The SAMATE Project Department of Homeland Security

Static Analysis Tool Exposition (SATE) IV


Note: The planning meeting for SATE V was held on Monday, March 4, 2013 at NIST, from 1 to 4pm.


Introduction

Static Analysis Tool Exposition (SATE) is designed to advance research (based on large test sets) in, and improvement of, static analysis tools that find security-relevant defects in source code. Briefly, participating tool makers run their tools on a set of programs. Researchers led by NIST analyze the tool reports. The results and experiences are reported at a workshop. The tool reports and analysis are made publicly available later.

SATE's purpose is NOT to evaluate nor choose the "best" tools. Rather, it is aimed at exploring the following characteristics of tools: relevance of warnings to security, their correctness, and prioritization. Its goals are:

  • To enable empirical research based on large test sets,
  • To encourage improvement of tools,
  • To speed adoption of tools by objectively demonstrating their use on real software.

SATE IV is the fourth occurrence of SATE. There is information about and results from SATE 2010, SATE 2009 and SATE 2008 on-line.

Note. A warning is an issue (usually, a weakness) identified by a tool. A (tool) report is the output from a single run of a tool on a test case. A tool report consists of warnings.

Publication

"Report on the Static Analysis Tool Exposition (SATE) IV," Vadim Okun, Aurelien Delaitre, and Paul E. Black, U.S. National Institute of Standards and Technology (NIST) Special Publication (SP) 500-297, January, 2013

Abstract

The NIST Software Assurance Metrics And Tool Evaluation (SAMATE) project conducted the fourth Static Analysis Tool Exposition (SATE IV) to advance research in static analysis tools that find security defects in source code. The main goals of SATE were to enable empirical research based on large test sets, encourage improvements to tools, and promote broader and more rapid adoption of tools by objectively demonstrating their use on production software.

Briefly, eight participating tool makers ran their tools on a set of programs. The programs were four pairs of large code bases selected in regard to entries in the Common Vulnerabilities and Exposures (CVE) dataset and approximately 60 000 synthetic test cases, the Juliet 1.0 test suite. NIST researchers analyzed approximately 700 warnings by hand, matched tool warnings to the relevant CVE entries, and analyzed over 180 000 warnings for Juliet test cases by automated means. The results and experiences were reported at the SATE IV Workshop in McLean, VA, in March, 2012.

Download NIST SP 500-297

Data

Cautions on Interpreting and Using the SATE Data

SATE IV, as well as its predecessors, taught us many valuable lessons. Most importantly, our analysis should NOT be used as a basis for rating or choosing tools; this was never the goal.

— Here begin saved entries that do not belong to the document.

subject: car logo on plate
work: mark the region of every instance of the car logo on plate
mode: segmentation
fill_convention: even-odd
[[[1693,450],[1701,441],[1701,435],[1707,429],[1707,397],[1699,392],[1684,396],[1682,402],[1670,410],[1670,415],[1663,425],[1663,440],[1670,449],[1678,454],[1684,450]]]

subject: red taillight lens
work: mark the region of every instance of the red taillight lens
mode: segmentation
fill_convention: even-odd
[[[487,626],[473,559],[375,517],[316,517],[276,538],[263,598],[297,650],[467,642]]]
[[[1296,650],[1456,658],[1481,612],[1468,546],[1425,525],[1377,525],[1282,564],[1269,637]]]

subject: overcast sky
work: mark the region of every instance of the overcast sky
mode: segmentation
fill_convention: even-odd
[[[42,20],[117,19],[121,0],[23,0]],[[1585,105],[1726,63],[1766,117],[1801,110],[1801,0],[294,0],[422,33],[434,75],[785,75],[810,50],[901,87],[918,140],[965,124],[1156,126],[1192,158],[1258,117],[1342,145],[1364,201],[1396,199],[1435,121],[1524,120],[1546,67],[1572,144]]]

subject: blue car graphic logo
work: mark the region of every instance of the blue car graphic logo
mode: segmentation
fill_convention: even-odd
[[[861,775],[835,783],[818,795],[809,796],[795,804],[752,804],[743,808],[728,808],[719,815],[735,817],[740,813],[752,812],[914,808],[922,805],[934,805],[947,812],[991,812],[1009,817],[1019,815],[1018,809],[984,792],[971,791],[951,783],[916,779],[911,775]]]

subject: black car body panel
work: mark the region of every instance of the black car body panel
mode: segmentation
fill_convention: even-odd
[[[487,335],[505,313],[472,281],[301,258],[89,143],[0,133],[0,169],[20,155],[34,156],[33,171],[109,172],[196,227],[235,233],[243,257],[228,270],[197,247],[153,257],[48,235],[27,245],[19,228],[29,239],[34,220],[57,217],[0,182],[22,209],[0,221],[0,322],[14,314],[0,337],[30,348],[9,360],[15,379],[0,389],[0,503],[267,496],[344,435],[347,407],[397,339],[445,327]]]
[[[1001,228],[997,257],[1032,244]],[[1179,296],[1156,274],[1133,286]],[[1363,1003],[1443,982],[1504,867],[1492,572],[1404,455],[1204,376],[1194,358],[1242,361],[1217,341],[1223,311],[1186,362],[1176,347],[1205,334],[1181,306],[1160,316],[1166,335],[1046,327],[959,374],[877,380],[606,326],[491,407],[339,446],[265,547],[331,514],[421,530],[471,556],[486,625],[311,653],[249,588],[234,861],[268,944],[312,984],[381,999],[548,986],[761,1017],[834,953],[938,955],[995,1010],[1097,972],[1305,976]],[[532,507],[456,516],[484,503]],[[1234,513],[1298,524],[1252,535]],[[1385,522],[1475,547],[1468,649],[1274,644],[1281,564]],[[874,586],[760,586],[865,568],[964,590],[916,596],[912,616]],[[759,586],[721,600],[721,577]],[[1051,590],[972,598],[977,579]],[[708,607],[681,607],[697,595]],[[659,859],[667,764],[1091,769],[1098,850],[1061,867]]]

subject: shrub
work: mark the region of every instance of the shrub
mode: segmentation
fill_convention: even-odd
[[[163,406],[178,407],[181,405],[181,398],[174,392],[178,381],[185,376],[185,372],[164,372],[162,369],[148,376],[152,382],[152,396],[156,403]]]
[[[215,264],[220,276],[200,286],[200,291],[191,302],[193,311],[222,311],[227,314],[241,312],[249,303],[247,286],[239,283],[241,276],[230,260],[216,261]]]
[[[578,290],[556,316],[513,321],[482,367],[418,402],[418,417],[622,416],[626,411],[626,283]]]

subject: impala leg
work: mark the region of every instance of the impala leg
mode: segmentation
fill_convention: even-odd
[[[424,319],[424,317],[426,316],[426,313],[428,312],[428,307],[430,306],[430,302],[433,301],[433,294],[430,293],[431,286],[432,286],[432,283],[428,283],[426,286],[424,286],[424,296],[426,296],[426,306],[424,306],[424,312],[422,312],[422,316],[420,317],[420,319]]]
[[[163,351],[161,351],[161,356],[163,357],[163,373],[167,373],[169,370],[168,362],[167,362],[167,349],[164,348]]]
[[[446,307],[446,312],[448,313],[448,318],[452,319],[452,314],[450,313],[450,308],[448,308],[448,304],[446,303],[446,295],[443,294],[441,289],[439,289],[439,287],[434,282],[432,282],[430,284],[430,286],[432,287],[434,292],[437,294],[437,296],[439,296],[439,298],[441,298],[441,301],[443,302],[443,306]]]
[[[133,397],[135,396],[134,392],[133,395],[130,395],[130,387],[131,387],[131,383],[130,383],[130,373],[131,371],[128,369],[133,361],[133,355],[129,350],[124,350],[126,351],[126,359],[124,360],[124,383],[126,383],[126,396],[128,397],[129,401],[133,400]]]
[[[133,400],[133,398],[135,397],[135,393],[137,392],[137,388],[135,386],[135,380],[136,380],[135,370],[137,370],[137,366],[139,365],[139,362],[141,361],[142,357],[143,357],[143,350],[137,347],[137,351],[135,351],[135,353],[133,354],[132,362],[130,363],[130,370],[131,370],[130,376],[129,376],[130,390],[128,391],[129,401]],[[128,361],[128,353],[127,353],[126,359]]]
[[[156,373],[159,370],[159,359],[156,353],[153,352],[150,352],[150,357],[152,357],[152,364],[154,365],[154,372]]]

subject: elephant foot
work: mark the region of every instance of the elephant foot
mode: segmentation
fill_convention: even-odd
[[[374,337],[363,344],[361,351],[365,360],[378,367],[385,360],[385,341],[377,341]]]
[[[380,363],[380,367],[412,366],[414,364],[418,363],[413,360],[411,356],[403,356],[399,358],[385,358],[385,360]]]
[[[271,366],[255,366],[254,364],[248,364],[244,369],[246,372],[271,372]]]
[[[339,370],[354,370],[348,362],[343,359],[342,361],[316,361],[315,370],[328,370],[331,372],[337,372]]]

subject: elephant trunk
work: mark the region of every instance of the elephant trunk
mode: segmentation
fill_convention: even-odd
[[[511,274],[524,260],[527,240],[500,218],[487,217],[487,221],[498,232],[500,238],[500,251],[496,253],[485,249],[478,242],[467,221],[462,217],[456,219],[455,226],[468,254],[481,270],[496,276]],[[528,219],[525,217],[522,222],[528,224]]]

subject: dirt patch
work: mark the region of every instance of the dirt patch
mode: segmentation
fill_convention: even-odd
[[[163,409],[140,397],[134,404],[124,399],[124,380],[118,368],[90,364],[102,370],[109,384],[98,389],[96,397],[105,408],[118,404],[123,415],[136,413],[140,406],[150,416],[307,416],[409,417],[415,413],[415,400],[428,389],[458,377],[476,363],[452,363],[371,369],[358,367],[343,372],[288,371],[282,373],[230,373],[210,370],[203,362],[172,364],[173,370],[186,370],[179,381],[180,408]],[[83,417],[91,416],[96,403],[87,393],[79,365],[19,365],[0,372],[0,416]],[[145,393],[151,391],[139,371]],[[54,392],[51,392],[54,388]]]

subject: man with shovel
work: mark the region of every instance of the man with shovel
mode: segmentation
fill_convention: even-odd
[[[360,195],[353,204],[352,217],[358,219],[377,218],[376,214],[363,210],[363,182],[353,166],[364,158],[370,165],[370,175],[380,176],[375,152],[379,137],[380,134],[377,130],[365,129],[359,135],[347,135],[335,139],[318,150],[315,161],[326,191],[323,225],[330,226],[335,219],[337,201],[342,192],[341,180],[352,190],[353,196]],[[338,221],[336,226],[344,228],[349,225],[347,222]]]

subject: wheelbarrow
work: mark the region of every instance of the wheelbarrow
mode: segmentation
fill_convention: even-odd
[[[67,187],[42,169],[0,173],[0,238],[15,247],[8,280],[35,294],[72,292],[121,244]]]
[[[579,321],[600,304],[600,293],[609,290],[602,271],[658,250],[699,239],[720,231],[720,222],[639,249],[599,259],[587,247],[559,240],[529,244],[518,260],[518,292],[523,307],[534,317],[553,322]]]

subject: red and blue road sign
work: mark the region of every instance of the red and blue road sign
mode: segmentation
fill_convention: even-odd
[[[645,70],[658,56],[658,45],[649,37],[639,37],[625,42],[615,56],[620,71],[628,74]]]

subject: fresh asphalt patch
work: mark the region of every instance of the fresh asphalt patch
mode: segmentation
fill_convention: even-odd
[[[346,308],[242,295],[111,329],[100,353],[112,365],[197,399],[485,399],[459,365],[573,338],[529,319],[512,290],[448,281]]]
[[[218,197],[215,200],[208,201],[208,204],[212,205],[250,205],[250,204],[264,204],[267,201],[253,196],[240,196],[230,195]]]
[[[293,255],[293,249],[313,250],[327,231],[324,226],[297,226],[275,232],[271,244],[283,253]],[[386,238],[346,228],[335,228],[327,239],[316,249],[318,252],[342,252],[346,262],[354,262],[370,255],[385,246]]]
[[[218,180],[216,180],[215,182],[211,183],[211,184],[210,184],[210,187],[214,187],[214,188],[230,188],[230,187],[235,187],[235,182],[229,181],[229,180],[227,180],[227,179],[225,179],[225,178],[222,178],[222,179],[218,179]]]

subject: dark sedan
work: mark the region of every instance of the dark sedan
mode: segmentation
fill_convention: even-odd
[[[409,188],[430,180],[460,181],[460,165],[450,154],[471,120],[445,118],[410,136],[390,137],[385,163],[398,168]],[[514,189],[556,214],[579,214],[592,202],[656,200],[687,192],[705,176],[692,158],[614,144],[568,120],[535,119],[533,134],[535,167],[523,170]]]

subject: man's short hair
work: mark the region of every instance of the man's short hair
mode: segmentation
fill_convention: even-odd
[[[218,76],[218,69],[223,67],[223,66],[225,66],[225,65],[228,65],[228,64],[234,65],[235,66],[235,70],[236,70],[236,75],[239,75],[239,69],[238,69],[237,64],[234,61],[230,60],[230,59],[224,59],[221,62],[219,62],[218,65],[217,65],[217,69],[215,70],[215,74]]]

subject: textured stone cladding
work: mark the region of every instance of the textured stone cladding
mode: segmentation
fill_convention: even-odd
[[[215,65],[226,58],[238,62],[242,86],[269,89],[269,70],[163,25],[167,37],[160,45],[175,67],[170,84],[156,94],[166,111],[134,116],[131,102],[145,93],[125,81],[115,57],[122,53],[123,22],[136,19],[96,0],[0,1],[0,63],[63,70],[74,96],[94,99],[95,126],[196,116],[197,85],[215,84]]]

There is no single metric or set of metrics that is considered by the research community to indicate or quantify all aspects of tool performance. We caution readers not to apply unjustified metrics based on the SATE data.

Due to the nature and variety of security weaknesses, defining clear and comprehensive analysis criteria is difficult. While the analysis criteria have been much improved since the first SATE, further refinements are necessary.

The test data and analysis procedure employed have limitations and might not indicate how these tools perform in practice. The results may not generalize to other software because the choice of test cases, as well as the size of test cases, can greatly influence tool performance. Also, we analyzed a small subset of tool warnings.

The procedure that was used for finding CVE locations in the CVE-selected test cases and selecting related tool warnings, though improved since SATE 2010, has limitations, so the results may not indicate tools’ ability to find important security weaknesses.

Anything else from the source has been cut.